Yesterday Mark Neary flagged up concern about shared overnight care in warehouse type facilities. Responses to his post can be read at the #LBBill facebook page.
To summarise, it sounds like a cheap gig is being created through the sharing of ‘night’ care by local authorities/providers. Groups of people who are supposed to have support workers can be put to bed sharpish of an evening, leaving one support worker and ‘assistive technology’ on the nightshift (9pm-7am). Assistive technology can be alarmed doors to alert the (dozy TV watching?) night shift herb that an inmate is on the move. (This reminds me a little bit of the experience of my mate’s son.) Strikes me a bit dodgy that this technology can be increasingly (without question) used to surveil, monitor and constrain the movements of learning disabled people to reduce costs/workloads, while any mention of surveillance equipment to protect people from abuse is shot down in a fury of privacy arguments. (Bit of an aside, but I’m still flummoxed as to why we’re still banging on about post-Winterbourne when so many other abuses have happened since and LB died..(he died?) Is it the power of video footage or just another containment exercise?)
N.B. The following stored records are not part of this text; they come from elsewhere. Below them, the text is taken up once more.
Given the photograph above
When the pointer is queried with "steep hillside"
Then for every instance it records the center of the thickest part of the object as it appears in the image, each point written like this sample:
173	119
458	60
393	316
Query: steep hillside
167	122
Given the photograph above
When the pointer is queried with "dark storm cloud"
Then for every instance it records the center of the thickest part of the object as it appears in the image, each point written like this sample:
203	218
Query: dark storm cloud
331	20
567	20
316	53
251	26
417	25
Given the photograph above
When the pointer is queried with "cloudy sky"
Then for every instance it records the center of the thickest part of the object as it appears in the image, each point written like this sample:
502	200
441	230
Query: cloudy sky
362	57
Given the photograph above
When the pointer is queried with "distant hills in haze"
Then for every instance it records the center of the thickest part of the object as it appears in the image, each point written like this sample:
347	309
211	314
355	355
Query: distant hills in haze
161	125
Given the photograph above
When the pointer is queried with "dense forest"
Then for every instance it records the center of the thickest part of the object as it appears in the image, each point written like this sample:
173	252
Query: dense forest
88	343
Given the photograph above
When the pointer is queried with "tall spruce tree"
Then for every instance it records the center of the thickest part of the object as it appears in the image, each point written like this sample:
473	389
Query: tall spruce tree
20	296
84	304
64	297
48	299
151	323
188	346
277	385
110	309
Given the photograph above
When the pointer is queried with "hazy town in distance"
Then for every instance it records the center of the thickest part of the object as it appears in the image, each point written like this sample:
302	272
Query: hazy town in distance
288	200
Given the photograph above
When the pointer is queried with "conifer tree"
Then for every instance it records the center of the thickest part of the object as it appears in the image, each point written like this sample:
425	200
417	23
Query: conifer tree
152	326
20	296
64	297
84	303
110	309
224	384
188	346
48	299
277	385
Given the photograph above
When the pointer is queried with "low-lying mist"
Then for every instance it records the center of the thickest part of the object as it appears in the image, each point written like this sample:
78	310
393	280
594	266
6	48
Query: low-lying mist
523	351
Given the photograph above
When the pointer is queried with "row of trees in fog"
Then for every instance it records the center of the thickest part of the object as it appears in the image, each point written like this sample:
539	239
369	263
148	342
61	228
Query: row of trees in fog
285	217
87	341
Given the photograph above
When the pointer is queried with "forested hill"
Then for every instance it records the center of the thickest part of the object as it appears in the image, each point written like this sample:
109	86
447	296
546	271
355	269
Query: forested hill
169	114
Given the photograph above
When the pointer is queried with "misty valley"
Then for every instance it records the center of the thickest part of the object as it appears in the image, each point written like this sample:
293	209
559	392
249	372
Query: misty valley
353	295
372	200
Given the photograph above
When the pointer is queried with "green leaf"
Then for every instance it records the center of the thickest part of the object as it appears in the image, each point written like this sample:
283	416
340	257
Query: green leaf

Most of us have some say in when we decide to watch the tv, have some nosh, go out, hang out or go to bed. It’s, er, part of being human. Bedding people down by 9pm (and probably much earlier in practice – again, see mate’s story above) for cost and containment reasons is surely breaching their human rights? And goes hand in hand with the shutting down (or more accurately, never opening up) of any sniff of opportunity, aspiration and imagination.
With LB’s death, the sledgehammer of fear no longer hangs over us. We no longer have to worry about how he will lead a (most optimistic scenario) basic life in the context of poor support, budgets cuts and a system which doesn’t recognise the humanity of people like him. And that terrible, terrible fear of what will happen to him when we ain’t around anymore. The worst thing imaginable has happened. In a context that will never ever make any sense to us.
I’m left now, outside this circle of fear, wondering what the fuck is going on? Why are we discussing proposed changes post this/post the other when the beacon that is independent supported living seems to be morphing into a mechanism for managing people on the cheap? An update today on the Bubb report (sigh) talks about new buildings and a (sinister) skills academy. No doubt with hefty contracts for state of the art assistive technology. The potential for this technology to replace the human in the context of learning disability provision is enormous. And menacing. Social interaction (in a diverse range of forms) is central to being human. Removing that from an already socially impoverished group has terrible implications.
I can’t help seeing a future where people reside in the community with empty lives, increasingly monitored by technology. With cost as the central motivation for stripping away their humanity even further.
Anyone know when person centred dropped off the table?